* FinMin would welcome market-driven weakening
* Real appreciation has hurt competitiveness - Siluanov
* Weaker rouble would boost budget revenues
* Risk that inflation would become entrenched
By Maya Dyakina
MOSCOW, June 18 Russia's Finance Minister said
on Tuesday he would welcome a weaker rouble to revive flagging
economic growth, but while the approach may boost fiscal
revenues there is a risk that inflation could become entrenched.
Anton Siluanov's call for a weaker currency follows a series
of meetings chaired by President Vladimir Putin, who has pressed
the government to meet spending promises made on his return to
the Kremlin in May 2012 in the search for more growth.
The $2 trillion economy, the world's ninth largest, grew by
1.6 percent year-on-year in the first quarter of this year - its
slowest since 2009. Weakness ran into May, with industry output
shrinking by 1.4 percent from a year earlier.
"The Finance Ministry would accept a certain weakening of
the rouble's exchange rate, but only as long as it is driven by
the market and not by administrative methods," Siluanov told
"A small weakening of the rouble can play a positive role
for budget revenues and for the economy as a whole", he added.

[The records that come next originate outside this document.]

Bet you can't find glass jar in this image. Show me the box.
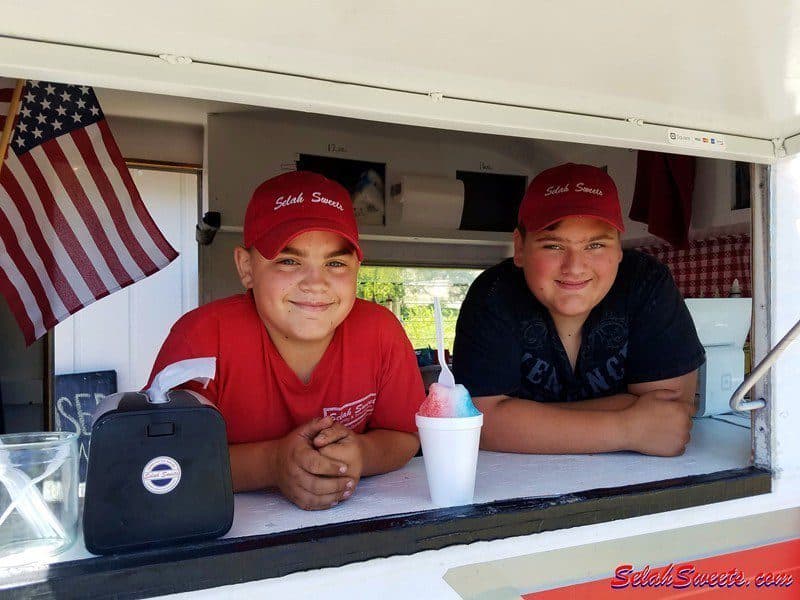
[0,431,79,566]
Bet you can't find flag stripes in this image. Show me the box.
[0,80,177,344]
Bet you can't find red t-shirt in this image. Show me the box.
[148,293,425,444]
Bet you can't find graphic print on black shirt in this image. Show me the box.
[453,251,704,402]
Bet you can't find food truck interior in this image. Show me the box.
[0,81,769,592]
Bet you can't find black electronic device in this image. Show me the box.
[83,390,233,554]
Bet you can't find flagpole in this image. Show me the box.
[0,79,25,176]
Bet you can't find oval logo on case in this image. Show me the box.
[142,456,181,494]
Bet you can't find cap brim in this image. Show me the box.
[526,212,625,233]
[253,218,364,262]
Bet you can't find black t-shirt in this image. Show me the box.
[453,250,705,402]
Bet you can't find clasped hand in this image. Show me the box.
[275,417,363,510]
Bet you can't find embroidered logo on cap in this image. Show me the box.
[272,192,344,212]
[544,181,604,197]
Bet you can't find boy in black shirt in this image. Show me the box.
[453,164,705,456]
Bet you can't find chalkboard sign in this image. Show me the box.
[53,371,117,482]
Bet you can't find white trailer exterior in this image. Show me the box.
[0,0,800,599]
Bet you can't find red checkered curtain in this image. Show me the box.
[637,234,752,298]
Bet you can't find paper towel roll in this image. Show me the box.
[395,175,464,229]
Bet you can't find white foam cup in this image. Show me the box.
[416,415,483,506]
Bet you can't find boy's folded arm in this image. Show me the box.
[549,394,638,410]
[473,396,626,454]
[357,429,419,476]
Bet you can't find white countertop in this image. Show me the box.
[53,419,751,562]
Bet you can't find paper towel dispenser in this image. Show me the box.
[392,175,464,229]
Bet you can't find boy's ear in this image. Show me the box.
[233,246,253,290]
[514,229,525,268]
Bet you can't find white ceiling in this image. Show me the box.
[0,0,800,139]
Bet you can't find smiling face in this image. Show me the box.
[514,217,622,323]
[235,231,359,353]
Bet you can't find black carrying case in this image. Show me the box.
[83,390,233,554]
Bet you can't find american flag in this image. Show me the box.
[0,78,178,344]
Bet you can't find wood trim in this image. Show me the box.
[0,79,25,178]
[124,158,203,173]
[0,467,772,600]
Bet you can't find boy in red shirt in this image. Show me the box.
[150,171,425,510]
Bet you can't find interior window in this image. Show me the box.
[358,266,482,353]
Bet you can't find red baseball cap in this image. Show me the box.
[244,171,364,261]
[519,163,625,232]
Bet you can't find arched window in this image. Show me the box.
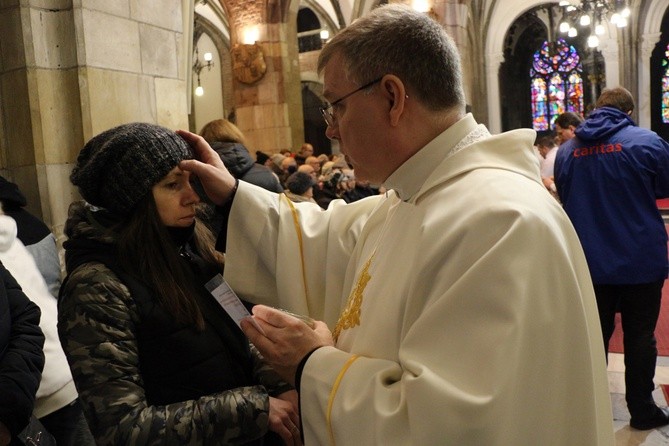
[530,39,580,131]
[662,45,669,124]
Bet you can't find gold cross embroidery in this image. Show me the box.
[332,254,374,343]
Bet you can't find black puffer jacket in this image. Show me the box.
[211,142,283,194]
[58,202,290,445]
[0,263,44,437]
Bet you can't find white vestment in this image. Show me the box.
[225,115,614,446]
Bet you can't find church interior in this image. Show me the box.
[0,0,669,445]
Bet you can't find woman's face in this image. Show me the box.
[151,166,200,228]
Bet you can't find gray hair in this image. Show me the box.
[318,3,465,111]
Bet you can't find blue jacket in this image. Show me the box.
[555,107,669,284]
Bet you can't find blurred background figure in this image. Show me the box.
[200,119,283,193]
[196,119,283,244]
[285,171,316,204]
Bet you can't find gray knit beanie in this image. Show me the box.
[70,122,193,215]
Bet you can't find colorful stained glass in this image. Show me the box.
[530,39,580,131]
[662,45,669,124]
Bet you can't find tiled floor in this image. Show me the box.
[609,353,669,446]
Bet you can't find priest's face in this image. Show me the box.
[323,55,393,183]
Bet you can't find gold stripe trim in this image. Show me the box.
[281,194,309,305]
[325,355,360,446]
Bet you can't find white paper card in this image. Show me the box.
[204,274,265,334]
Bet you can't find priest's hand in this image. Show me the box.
[241,305,334,385]
[177,130,236,206]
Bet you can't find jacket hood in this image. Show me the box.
[211,141,255,178]
[574,107,634,141]
[0,215,18,252]
[0,176,28,210]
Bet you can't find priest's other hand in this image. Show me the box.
[241,305,334,385]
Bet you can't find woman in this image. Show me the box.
[200,119,283,194]
[58,123,300,445]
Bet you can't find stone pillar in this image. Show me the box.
[0,0,190,244]
[223,0,304,153]
[486,52,504,133]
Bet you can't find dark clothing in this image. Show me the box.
[211,142,283,194]
[206,141,283,244]
[0,264,44,437]
[555,107,669,284]
[555,107,669,423]
[342,184,379,203]
[59,203,291,444]
[0,176,61,297]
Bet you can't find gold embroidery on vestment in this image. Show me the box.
[332,254,374,343]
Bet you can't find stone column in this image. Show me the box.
[637,32,662,129]
[486,52,504,133]
[223,0,304,153]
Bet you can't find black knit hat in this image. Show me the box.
[70,122,193,215]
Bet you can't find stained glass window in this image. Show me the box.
[530,39,580,131]
[662,45,669,123]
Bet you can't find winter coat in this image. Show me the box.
[0,264,44,437]
[59,202,290,445]
[0,215,77,418]
[0,177,61,298]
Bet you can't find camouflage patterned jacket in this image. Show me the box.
[58,203,290,445]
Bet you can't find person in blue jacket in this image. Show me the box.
[555,87,669,430]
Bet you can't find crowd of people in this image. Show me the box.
[0,4,669,446]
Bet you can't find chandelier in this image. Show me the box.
[559,0,630,48]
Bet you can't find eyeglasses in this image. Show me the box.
[318,76,383,127]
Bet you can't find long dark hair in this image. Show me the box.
[117,193,223,329]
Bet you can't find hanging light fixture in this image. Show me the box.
[193,46,214,96]
[558,0,631,48]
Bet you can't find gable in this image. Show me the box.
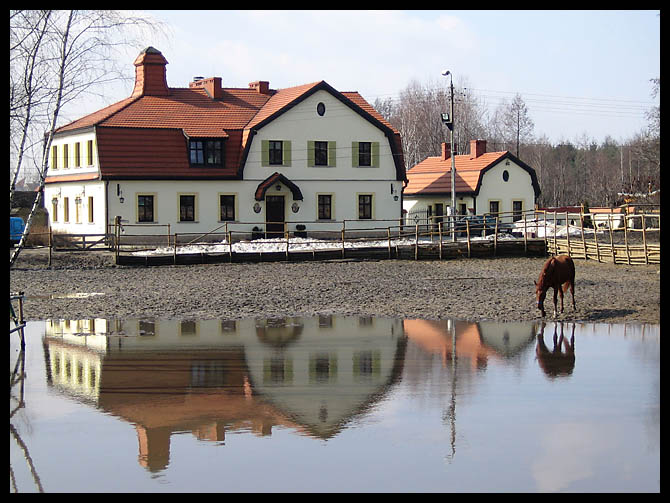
[240,81,407,181]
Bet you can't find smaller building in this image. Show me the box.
[403,140,540,221]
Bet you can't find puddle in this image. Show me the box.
[10,316,660,492]
[26,292,105,299]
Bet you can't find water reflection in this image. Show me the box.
[10,316,660,492]
[38,316,535,471]
[535,322,575,379]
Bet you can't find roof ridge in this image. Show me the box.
[56,95,142,133]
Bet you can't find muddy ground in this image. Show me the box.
[10,249,660,323]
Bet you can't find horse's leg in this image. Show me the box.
[553,285,561,318]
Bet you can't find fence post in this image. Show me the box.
[386,227,391,258]
[284,228,288,260]
[114,215,121,265]
[565,211,571,255]
[579,210,593,260]
[607,212,616,264]
[623,211,630,265]
[49,226,53,267]
[642,215,648,264]
[593,222,600,262]
[523,218,528,255]
[437,222,442,260]
[414,224,419,260]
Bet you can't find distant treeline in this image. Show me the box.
[374,79,661,207]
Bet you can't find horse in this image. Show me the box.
[534,255,577,317]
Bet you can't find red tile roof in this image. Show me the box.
[56,47,405,180]
[403,144,540,197]
[404,152,508,195]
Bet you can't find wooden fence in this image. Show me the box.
[17,210,660,265]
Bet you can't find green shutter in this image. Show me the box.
[282,140,291,166]
[261,140,270,166]
[307,140,314,168]
[328,141,337,167]
[370,141,379,168]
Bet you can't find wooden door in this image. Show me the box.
[265,196,285,238]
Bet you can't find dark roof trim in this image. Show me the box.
[476,152,540,198]
[255,172,302,201]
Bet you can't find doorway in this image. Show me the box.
[265,196,285,238]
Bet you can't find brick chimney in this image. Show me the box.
[249,80,272,95]
[470,140,486,159]
[188,77,223,100]
[442,142,451,161]
[131,47,170,98]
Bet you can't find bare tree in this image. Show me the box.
[497,93,535,157]
[10,10,168,268]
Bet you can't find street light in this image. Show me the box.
[442,70,456,241]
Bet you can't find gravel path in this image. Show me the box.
[10,250,660,323]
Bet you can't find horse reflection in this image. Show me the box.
[535,322,575,379]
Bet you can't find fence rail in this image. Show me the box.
[17,210,661,265]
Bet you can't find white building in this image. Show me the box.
[403,140,540,221]
[45,47,406,242]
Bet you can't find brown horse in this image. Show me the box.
[534,255,577,317]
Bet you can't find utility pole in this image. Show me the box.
[442,70,456,241]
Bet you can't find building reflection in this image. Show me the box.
[44,316,536,471]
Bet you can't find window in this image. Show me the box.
[269,140,284,165]
[74,196,81,224]
[358,194,372,220]
[137,194,154,222]
[189,140,223,167]
[179,195,195,222]
[88,196,93,224]
[261,140,291,166]
[314,141,328,166]
[358,141,372,166]
[318,194,333,220]
[351,141,379,168]
[489,201,500,215]
[307,140,337,168]
[219,194,235,222]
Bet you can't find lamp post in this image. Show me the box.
[442,70,456,241]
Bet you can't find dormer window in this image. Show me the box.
[189,139,224,167]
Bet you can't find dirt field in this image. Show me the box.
[10,249,660,323]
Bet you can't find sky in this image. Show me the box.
[60,10,660,143]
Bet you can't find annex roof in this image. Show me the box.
[403,140,540,196]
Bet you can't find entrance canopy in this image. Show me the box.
[255,172,302,201]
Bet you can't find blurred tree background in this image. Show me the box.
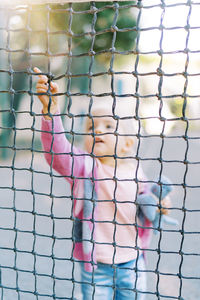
[0,1,137,157]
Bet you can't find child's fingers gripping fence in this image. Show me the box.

The International Monetary Fund, however, urged Russia to
keep spending in check, fight inflation and accelerate reforms
aimed at putting the economy on a broader footing rather than
manipulating demand or the currency.
"There is no point in monetary or fiscal stimulus," the
IMF's mission chief for Russia, Antonio Spilimbergo, told a news
conference after an annual visit. "The economy is running at
full capacity. A weaker rouble will not boost the economy."
Moscow has made scant progress in developing a manufacturing
base to diversify away from relying on its mineral wealth,
weighed down by a nominal exchange rate that has remained stable
while wages and the cost of living rise faster than elsewhere.
Weakening the rouble would help exporters in that battle
while also encouraging domestic producers in the vast,
resource-rich country to compete on price with imports.
It would also benefit the budget through the higher return
from oil exports, with a one-rouble decline in the exchange rate
to the dollar overall worth an estimated 190 billion roubles ($6
billion) in annual revenues.
The rouble has fallen by more than 5 percent this year to
36.92 against the dollar-euro currency basket targeted by
the central bank. It weakened further after Siluanov's comments.
The government last year introduced a so-called fiscal rule,
capping new borrowing at 1 percent of gross domestic product,
making it hard to ramp up spending in an increasingly desperate
struggle to revive growth.
The central bank has held off from easing monetary policy
because inflation, at 7.4 percent, remains above its 5-6 percent
target range. Putin's dovish economic adviser Elvira Nabiullina
takes the helm next week, possibly heralding interest rate cuts.
Siluanov said, however, that he saw no place in Russia for
western-style monetary stimulus, where central banks buy up
government bonds to lower the cost of credit.
"There is no need at the moment to implement a policy of
so-called quantitative easing, as is being done in other
countries, as this could stoke inflation further," he said.
Those comments sought to put an end to a debate in Russia on
widening the mandate of the Bank of Russia to add promoting
economic growth to its existing task of defending the stability
of the rouble.
Economists said a weaker rouble could bolster the public
finances without jeopardising financial stability, as Russia's
foreign debts are low. But they doubted there would be much of a
positive impact on growth.
"A weaker rouble is likely to help improve fiscal
performance in 2013 and beyond, but may not be so promising for
economic acceleration in general," Julia Tsepliaeva, economist
at BNP Paribas in Moscow, said in a note.
MANAGING THE WINDFALL
The Finance Ministry is laying the ground for a shift in how
it handles oil export revenues - a key part of its revenue base.
Energy levies account for around a half of the federal tax take.
In the past, dollar-denominated revenues would be converted
into roubles in off-market operations and deposited in the
ministry's budget Reserve Fund and the National Welfare Fund,
which are together worth 5.4 trillion roubles ($170 billion) and
are held at the central bank.
From August, these dollar revenues will be transferred
directly to the central bank, obviating the need for the central
bank to conduct market operations to mob up rouble liquidity.
"This is a zero-sum operation from the point of view of
buying and selling currency," Siluanov said. "The Finance
Ministry thus neutralises the effect that currently results from
filling the Reserve Fund from oil and gas revenues."
Under the new fiscal rule, the Reserve Fund effectively
functions as an off-balance-sheet fiscal buffer, being topped up
when oil prices are high and drawn down when they are low. It is
now worth around 4 percent of GDP.
A weaker rouble would also have the beneficial impact of
unwinding its real effective appreciation - which has totalled
56 percent since 2004 - forcing up business costs and making it
hard for them to compete against imports.
"Over the past 10 years the nominal exchange rate of the
rouble has hardly changed, and prices have risen strongly," said
Siluanov. "The resulting real effective appreciation of the
rouble has had a negative impact on Russian exporters."